= MV Patrick Morris =

Patrick Morris en route to North Sydney, NS from Port-aux-Basques, NL in 1965

MV Patrick Morris was a train ferry regulated by the Canadian National Railway (CN) that sank on her run from North Sydney, Nova Scotia to Port aux Basques, Newfoundland during a storm in the early morning of 20 April 1970 while responding to a mayday call from the Newfoundland-based herring seiner FV Enterprise. The ship's Captain Roland Penney was given permission to leave North Sydney ahead of schedule to assist the distressed wood-hulled fishing vessel. No passengers were aboard Patrick Morris when she set sail shortly before midnight for the rescue mission on 19 April.

==Construction==
Built for the West India Fruit and Steamship Company by Canadian Vickers Ltd. of Montreal, Quebec in 1951, the 460-foot vessel was named New Grand Haven and operated as a railcar ferry between Palm Beach, Florida and Havana, Cuba until 1959 when Fidel Castro came to power in Cuba and business declined due to the United States Trade Embargo.
In 1961, the company sold all six of its ferries.
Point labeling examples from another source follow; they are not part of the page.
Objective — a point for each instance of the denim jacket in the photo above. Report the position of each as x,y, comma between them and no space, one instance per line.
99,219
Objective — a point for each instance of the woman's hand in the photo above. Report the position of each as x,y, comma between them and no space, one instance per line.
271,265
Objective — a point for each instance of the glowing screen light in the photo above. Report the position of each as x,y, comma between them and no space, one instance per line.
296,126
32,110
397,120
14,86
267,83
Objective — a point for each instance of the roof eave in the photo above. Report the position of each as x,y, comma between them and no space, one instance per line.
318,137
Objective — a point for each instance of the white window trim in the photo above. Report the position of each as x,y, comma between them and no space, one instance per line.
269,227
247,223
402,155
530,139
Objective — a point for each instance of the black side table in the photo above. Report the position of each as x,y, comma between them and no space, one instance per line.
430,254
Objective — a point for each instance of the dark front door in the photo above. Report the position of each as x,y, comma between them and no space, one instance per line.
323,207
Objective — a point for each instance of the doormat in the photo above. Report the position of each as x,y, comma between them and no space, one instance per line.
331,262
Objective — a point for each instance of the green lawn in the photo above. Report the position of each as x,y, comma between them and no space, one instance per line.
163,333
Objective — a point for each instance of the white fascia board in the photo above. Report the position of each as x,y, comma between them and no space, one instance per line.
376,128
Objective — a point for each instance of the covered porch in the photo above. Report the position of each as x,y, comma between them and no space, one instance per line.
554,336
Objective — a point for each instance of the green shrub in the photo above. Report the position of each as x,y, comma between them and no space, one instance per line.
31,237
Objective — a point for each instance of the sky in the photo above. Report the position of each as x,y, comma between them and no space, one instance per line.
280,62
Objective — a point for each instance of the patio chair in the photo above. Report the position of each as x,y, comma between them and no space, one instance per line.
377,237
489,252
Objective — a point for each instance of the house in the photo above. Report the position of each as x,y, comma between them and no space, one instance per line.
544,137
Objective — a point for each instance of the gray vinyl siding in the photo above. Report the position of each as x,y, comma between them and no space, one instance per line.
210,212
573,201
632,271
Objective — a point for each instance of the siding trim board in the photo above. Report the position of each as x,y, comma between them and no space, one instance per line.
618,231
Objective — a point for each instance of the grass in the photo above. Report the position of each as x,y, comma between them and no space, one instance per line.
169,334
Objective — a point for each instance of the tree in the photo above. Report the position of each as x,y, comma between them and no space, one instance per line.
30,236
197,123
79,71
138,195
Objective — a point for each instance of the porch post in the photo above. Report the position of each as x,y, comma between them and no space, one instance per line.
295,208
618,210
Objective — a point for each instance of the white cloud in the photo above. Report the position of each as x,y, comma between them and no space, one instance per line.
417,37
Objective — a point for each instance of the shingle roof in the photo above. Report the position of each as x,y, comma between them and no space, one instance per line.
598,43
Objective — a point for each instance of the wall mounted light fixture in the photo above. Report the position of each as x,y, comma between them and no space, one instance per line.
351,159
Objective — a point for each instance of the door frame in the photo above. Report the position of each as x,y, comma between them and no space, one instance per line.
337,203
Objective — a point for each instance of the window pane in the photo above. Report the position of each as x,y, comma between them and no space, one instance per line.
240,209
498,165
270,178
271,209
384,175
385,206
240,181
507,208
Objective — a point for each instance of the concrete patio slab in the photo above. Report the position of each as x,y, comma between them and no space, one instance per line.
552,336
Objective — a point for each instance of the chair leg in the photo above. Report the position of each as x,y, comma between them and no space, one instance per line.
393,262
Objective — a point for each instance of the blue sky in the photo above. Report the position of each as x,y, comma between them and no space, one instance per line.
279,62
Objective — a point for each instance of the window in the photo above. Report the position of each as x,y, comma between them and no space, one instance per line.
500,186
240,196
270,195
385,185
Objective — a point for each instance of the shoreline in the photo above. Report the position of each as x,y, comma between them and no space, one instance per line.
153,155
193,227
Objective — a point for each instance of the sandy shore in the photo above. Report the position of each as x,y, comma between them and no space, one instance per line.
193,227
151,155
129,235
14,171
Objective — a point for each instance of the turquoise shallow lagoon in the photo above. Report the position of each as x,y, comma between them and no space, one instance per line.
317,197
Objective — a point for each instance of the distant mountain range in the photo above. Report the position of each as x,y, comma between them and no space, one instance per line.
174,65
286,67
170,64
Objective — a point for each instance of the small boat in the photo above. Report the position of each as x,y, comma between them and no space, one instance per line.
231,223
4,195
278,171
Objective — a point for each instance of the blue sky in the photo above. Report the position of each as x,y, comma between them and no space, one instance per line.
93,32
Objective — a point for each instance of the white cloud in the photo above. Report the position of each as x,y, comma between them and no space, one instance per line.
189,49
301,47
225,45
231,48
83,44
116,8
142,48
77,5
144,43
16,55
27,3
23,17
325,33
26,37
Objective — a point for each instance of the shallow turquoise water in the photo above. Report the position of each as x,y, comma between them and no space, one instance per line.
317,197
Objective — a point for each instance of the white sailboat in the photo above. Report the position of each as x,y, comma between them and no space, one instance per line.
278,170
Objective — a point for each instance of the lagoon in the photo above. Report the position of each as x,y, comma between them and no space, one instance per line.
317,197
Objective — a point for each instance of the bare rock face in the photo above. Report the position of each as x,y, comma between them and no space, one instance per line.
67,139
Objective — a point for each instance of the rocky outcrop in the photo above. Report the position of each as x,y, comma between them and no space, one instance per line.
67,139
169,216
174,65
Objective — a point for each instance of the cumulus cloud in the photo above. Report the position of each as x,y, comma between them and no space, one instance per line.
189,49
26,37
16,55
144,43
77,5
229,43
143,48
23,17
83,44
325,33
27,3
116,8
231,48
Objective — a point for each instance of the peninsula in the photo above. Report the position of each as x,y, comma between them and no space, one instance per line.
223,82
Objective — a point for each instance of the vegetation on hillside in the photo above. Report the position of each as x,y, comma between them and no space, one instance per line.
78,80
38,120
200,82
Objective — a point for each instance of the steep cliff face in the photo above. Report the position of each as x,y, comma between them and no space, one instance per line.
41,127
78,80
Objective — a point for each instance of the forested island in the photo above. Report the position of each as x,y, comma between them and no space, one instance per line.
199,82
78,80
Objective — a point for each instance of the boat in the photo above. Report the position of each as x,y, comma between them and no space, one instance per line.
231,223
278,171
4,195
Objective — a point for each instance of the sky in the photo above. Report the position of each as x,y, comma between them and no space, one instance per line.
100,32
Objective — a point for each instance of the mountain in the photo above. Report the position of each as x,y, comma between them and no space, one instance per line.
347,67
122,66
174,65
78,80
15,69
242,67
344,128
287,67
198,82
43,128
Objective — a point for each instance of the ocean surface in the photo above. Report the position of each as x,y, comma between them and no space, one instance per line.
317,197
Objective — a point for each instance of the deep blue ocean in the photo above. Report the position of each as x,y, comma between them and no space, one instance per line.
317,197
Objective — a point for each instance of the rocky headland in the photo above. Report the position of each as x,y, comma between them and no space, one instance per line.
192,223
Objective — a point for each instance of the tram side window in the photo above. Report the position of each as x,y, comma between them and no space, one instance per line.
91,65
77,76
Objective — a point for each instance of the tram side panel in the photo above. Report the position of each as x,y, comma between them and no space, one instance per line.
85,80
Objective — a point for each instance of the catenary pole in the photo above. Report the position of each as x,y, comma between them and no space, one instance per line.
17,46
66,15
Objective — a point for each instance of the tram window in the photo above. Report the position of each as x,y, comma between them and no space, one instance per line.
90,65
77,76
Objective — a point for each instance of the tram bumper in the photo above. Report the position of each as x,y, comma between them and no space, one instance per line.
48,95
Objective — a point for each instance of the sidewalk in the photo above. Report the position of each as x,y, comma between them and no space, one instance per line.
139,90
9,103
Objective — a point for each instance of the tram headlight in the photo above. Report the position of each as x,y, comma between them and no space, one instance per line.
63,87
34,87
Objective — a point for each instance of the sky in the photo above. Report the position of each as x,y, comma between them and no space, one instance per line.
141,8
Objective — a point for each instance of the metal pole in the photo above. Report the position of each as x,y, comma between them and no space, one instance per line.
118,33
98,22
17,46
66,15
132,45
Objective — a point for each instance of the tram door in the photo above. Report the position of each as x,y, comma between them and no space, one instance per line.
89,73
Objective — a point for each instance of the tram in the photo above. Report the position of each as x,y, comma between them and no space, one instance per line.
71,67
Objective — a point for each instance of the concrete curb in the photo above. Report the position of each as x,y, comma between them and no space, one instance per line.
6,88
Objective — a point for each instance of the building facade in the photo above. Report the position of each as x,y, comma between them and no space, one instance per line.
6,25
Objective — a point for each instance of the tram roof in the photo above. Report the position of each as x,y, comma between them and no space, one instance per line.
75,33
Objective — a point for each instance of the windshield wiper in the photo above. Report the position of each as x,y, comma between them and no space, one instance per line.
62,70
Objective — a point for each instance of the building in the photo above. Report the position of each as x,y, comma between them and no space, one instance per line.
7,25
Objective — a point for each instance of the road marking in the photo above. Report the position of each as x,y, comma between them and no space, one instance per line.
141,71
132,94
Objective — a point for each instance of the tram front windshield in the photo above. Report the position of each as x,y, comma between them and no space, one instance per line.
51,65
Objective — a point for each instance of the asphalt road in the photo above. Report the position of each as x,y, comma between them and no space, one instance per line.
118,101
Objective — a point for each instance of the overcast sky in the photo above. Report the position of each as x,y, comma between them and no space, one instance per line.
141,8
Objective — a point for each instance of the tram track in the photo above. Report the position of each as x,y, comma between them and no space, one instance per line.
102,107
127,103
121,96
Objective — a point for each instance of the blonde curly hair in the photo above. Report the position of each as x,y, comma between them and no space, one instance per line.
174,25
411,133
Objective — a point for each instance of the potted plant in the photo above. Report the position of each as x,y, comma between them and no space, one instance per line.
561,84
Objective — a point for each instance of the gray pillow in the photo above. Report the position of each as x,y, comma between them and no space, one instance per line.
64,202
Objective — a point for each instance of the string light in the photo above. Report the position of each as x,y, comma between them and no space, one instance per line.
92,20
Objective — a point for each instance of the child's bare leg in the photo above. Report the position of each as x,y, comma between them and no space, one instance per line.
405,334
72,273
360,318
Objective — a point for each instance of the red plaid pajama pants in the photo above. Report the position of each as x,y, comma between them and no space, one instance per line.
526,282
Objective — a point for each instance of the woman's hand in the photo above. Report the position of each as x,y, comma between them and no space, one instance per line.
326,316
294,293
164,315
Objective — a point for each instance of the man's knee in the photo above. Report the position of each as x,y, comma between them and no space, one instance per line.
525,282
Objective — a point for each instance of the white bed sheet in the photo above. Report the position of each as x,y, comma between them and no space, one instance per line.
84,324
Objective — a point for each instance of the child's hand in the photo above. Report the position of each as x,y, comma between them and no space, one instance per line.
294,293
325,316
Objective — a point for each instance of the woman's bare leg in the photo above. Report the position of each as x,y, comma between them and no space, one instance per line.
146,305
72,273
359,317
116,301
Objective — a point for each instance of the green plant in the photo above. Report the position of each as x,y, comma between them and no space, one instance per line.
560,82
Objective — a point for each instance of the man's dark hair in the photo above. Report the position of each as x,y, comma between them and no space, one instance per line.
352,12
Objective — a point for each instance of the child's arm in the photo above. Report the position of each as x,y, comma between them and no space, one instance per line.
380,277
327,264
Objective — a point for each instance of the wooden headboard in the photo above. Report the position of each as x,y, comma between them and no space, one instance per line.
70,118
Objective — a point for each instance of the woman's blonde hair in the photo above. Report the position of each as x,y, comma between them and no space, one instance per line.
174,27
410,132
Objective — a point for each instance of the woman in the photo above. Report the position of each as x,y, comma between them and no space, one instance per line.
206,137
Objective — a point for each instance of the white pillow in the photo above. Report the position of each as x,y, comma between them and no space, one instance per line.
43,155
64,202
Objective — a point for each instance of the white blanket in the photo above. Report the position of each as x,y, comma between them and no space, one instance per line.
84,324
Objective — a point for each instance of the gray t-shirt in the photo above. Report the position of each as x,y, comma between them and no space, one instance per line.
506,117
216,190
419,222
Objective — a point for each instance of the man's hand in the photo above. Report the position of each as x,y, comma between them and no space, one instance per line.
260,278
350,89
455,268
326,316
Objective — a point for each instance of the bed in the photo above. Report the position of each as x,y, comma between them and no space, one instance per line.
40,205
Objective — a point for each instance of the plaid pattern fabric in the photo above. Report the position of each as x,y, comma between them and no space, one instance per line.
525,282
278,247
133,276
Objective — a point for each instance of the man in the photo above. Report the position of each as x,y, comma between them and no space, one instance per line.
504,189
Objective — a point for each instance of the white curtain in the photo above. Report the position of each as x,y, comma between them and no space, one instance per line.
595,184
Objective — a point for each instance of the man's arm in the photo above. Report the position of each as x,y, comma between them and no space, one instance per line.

The Government of Canada bought New Grand Haven, converted her to diesel, and renamed her Patrick Morris to honour Irishman Patrick Morris, a Newfoundland colonial politician and reformer. The ship was affectionately known by the nickname Paddy Morris; she became CN's first train ferry to serve the North Sydney-Port aux Basques route.

==Loss==
Patrick Morris departed North Sydney, NS shortly before midnight on 19 April before her regularly scheduled departure time and headed to the last reported position of Enterprise. Around daybreak, her crew spotted a body in the water that was presumed to be that of a crew member from the fishing vessel. In the process of maneuvering to recover the body, Patrick Morris was overwhelmed when struck by a 30 ft wave that smashed through rail car loading doors at the stern causing the ferry to take on water. Patrick Morris sent out her own mayday call at 6:51 am and sank 35 minutes later. Of her crew of 51 officers and sailors, 47 survived. Captain Penney, Chief Engineer David Reekie, Second Engineer Joseph Henry Slayman and Third Engineer Ronald A. Anderson were lost . All eight crewmen perished from Enterprise. The wreck of Patrick Morris lies in the Cabot Strait approximately 15 nmi east of Cape Smokey at a depth of 300 ft.